En Espagne, nous étions sur le point d'atteindre une journée de travail de 37,5 heures par semaine au lieu des 40 heures habituelles, mais cette mesure s'est heurtée aux partis de droite du Congrès et n'a pas été retenue. Parmi ses grands ennemis, cette mesure de réduction du temps de travail avait le secteur de l'hôtellerie et de l'hôtellerie, alléguant la difficulté de mettre en œuvre ces horaires dans les entreprises syndicales.
S’il y a un sujet qui a vraiment fait débat, c’est bien dans un secteur très spécifique : l’industrie hôtelière, surtout dans un pays comme l’Espagne où l’économie repose sur le tourisme et où les heures d’ouverture du secteur des services (notamment dans les bars et les restaurants) sont beaucoup plus longues que dans d’autres pays d’Europe du Nord. De nombreuses PME dépendent du tourisme.
Cependant, un entretien réalisé avec le directeur d'une entreprise hôtelière également présente en Espagne montre que non seulement il est possible d'avoir une journée de travail réduite, mais que cela apporte également des avantages aux entreprises du secteur, similaires à ceux qui ont été enregistrés dans d'autres tests réalisés ou dans des entreprises qui ont mis en place la journée de travail de quatre jours. Concrètement, le PDG de MarSenses Hotels & Homes, Rodrigo Fitaroni, a accordé une interview à ce sujet.
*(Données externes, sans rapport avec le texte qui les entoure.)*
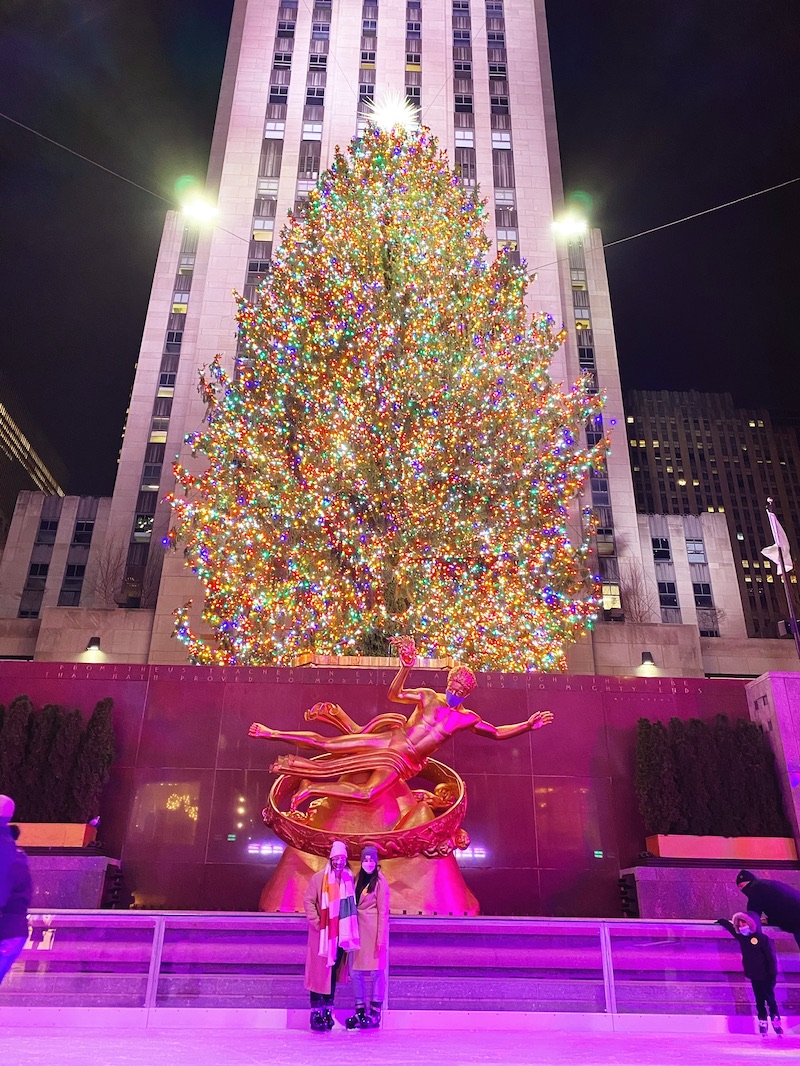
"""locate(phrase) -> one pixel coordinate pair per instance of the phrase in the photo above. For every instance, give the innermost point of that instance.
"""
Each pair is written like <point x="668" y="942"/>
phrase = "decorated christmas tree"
<point x="392" y="455"/>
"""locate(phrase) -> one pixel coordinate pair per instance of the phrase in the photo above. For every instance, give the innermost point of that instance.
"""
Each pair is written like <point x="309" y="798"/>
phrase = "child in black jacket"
<point x="761" y="965"/>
En 2024, tout le personnel a commencé à travailler 38,5 heures par semaine et comme ils ont vu que cela donnait de bons résultats et qu'ils avaient des employés plus heureux qu'avant, cette année ils ont commencé à travailler les 37,5 heures que Yolanda Díaz proposait pour tout le pays.
Par ailleurs, l'enseigne impose une limite de 32 heures pour les femmes de ménage de plus de 58 ans, touchant près de 30 salariés, ce que les salariés eux-mêmes ont obtenu grâce aux syndicats qui les protègent.
Pourquoi la réduction des effectifs fonctionne : moins de victimes
Comme l'a déclaré As, qui a réalisé cette interview, l'absentéisme au travail est un grand défi dans les entreprises espagnoles. MarSenses a réduit son taux à moins de 5 % depuis la première année de mise en œuvre, démontrant que la réduction des horaires ne compromet pas la rentabilité ou la productivité, selon son dirigeant.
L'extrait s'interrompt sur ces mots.